“Maybe,” I said. “Or maybe, knowing you had a rich dad, you’d have spent your twenties wondering if every person who liked you liked you… or your inheritance.”

She opened her mouth, then closed it. Considered. Nodded slowly.

“The way we did it,” I went on, “you got to grow up as yourself. You got to make friends who liked you for you. You got to learn what it feels like to earn your own money and pay your own bills. Yes, it meant you were vulnerable to someone like Tyler. But when it mattered… you listened to that small voice inside that said, ‘Something’s wrong.’ You asked for help.”

She leaned her head against my shoulder.

“I wish I had listened sooner,” she said.

“So do I,” I admitted. “But you listened before it was too late. That’s what counts.”

We sat in comfortable silence for a while. Fireflies—late for the season—winked in the tall grass by the fence. A hawk circled high above, scanning for something only it could see.

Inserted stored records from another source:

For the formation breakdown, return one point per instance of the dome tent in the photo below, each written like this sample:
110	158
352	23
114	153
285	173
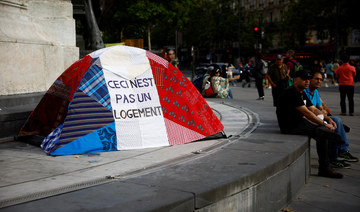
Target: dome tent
120	98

“I’ve been thinking a lot about what you said that day,” Claire said eventually. “About money not impressing you. About it being more about what it protects than what it can buy.”

I watched a bee crawl sleepily into the center of a sunflower, burying itself in gold.

“Money can buy a fancy car,” I said. “But that car won’t sit with you on a porch when your life falls apart. It can buy you a big house, but if no one laughs in it, it might as well be a warehouse. What good money can do—real good—is give you enough safety that you can enjoy the things that actually matter.”

“Like sunsets,” she said.

“Like sunsets,” I agreed. “And gardens. And the freedom to walk away from a man like Tyler without worrying if you’ll end up on the street.”

She sighed, a sound somewhere between contentment and lingering sadness.

“I’m glad you protected me,” she said softly. “Even before I knew I needed it.”

“Always,” I said. “That’s the job. Your mom and I didn’t scrape and save and invest and worry just so we could die with a big number on a spreadsheet. We did it so when life threw something like this at you, you had a soft place to land.”

She was quiet for a moment.

“I think,” she said finally, “that’s the kind of rich I want to be. Not the flashy kind. The… protected kind. The kind where if my kid ever writes me a ‘Help me’ note, I have the strength and the resources to do something about it.”

I smiled, feeling that familiar ache of pride in my chest.